Brent crude soared as much as 18% in a matter of minutes, before paring its gains
to 9% on Monday. Last week, the Russian invasion of Ukraine caused a 21%
increase, raising fears of a brutal supply crisis. US Secretary of State Antony Blinken
said the Biden administration and its allies are discussing a Russian oil embargo, as
pressure mounts to strike back at the Ukraine invasion by compressing the Russia’s key
energy industry exports.
Although traders, shippers, insurers and banks have been increasingly wary of taking on
or financing purchases of Russian barrels, a formal embargo would add to the
uncertainty that has pushed Brent to trade in its widest range since the contract
was launched. futures in 1998. It adds to the more bullish news of the weekend, with
Saudi Arabia raising the prices of its main crude blends and Libya saying that its
production has fallen due to a political crisis in the North African nation, although
advances in nuclear talks with Iran offer the prospect of some long-term relief.
“There are a lot of twists ahead of us,” Mike Muller, head of Vitol Asia, said on Sunday in
a podcast produced by Dubai-based consultancy and publisher Gulf Intelligence. “While I
think the world is already pricing in the fact that there will be an inability to receive
a serious amount of Russian oil in the Western Hemisphere, I don’t think we’ve
priced everything in yet.”
Saudi Arabia raised prices for all regions, raising its Arab Light crude for next month’s
shipments to Asia to $4.95 a barrel above the benchmark it uses. This is the largest
premium since Bloomberg began collecting data in 2000.
In Libya, oil production has fallen below 1 million barrels a day, according to the
energy minister, as the OPEC member sinks into political crisis.

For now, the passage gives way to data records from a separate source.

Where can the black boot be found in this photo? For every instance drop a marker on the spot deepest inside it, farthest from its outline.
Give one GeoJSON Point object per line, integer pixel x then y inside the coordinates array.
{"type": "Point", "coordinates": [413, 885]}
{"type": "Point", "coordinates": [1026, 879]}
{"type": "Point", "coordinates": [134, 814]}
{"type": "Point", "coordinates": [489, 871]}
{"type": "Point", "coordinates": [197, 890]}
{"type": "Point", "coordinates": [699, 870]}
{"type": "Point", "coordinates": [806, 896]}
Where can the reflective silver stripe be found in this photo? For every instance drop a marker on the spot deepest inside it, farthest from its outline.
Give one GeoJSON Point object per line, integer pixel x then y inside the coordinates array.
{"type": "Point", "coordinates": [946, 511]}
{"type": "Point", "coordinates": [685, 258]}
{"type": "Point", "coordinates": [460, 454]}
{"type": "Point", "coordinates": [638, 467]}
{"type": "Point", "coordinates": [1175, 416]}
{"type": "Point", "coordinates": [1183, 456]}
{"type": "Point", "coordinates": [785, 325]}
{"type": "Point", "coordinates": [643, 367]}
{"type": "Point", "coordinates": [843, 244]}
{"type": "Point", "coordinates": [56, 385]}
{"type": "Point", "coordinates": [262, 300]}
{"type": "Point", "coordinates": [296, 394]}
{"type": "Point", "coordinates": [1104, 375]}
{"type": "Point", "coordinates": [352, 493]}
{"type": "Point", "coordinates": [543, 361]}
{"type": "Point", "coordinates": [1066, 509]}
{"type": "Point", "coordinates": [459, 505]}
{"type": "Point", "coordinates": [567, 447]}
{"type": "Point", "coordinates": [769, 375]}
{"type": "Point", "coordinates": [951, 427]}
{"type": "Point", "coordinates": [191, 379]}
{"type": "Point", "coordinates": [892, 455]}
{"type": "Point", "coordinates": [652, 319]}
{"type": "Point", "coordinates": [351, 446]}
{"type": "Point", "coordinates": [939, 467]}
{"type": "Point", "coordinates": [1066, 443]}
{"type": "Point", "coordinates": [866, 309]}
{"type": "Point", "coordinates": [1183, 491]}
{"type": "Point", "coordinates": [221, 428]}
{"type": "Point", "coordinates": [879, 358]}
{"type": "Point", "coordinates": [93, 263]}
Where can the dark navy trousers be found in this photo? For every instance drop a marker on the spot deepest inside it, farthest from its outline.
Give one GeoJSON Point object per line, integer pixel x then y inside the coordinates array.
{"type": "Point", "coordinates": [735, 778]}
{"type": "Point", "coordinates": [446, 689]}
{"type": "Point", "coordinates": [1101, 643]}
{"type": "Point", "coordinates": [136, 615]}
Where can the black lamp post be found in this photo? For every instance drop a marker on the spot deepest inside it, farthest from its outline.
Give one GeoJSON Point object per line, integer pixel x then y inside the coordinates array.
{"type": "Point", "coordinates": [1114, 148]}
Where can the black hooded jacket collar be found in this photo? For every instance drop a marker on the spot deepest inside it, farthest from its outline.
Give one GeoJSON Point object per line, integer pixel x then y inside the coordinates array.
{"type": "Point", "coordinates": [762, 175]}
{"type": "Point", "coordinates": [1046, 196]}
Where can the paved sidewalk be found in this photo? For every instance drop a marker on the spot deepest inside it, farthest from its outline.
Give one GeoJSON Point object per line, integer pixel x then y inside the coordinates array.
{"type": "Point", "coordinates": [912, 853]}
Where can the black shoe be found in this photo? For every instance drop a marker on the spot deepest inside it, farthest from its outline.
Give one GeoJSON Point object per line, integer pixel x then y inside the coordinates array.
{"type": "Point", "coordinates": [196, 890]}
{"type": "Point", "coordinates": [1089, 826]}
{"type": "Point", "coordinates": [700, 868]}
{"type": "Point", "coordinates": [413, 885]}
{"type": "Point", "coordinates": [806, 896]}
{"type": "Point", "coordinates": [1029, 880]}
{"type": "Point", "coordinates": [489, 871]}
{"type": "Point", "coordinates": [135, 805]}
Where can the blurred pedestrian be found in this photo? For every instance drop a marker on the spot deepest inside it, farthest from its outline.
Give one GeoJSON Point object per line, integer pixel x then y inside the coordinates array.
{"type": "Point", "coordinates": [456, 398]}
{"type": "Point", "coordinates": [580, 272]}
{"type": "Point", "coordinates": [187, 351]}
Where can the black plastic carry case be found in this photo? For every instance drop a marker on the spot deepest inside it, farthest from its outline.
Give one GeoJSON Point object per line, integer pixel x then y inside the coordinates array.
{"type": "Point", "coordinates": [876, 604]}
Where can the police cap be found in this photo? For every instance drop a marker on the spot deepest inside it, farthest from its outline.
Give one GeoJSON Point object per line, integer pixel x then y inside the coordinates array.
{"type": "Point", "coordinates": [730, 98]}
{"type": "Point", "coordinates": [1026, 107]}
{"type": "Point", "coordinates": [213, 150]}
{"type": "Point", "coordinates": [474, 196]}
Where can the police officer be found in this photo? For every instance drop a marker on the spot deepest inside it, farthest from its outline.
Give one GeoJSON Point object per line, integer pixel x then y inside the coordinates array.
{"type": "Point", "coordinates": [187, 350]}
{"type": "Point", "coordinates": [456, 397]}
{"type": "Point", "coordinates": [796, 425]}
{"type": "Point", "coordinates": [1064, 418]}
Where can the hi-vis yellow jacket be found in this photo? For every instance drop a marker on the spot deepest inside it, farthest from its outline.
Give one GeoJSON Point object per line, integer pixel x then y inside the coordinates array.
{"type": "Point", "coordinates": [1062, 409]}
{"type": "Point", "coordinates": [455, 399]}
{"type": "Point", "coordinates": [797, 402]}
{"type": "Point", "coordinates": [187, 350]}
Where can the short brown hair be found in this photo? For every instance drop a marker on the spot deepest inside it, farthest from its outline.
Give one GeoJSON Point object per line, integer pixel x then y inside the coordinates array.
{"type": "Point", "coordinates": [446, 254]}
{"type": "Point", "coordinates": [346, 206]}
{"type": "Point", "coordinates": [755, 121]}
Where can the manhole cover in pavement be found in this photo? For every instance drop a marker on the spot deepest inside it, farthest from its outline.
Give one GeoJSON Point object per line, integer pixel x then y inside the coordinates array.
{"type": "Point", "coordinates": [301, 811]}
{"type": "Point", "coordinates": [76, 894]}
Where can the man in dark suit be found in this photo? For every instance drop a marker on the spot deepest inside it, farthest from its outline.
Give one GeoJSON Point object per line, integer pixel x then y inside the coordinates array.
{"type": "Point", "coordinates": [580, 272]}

Production has
fallen to 920,000 barrels a day, Mohammed Oun said in response to a query from
Bloomberg. On Wednesday it stood at about 1.2 million barrels.
Iran has moved toward an agreement with world powers over its nuclear program. If
successful, that could pave the way for sanctions on Tehran’s oil to be lifted in the third
Over the weekend, the International Monetary Fund warned that the war, as well as
subsequent sanctions imposed on Russia, will have a “severe impact” on the world
economy. “Although the situation remains very fluid and the outlook is subject to
extraordinary uncertainty, the economic consequences are already very serious,” the
Washington-based credit agency said.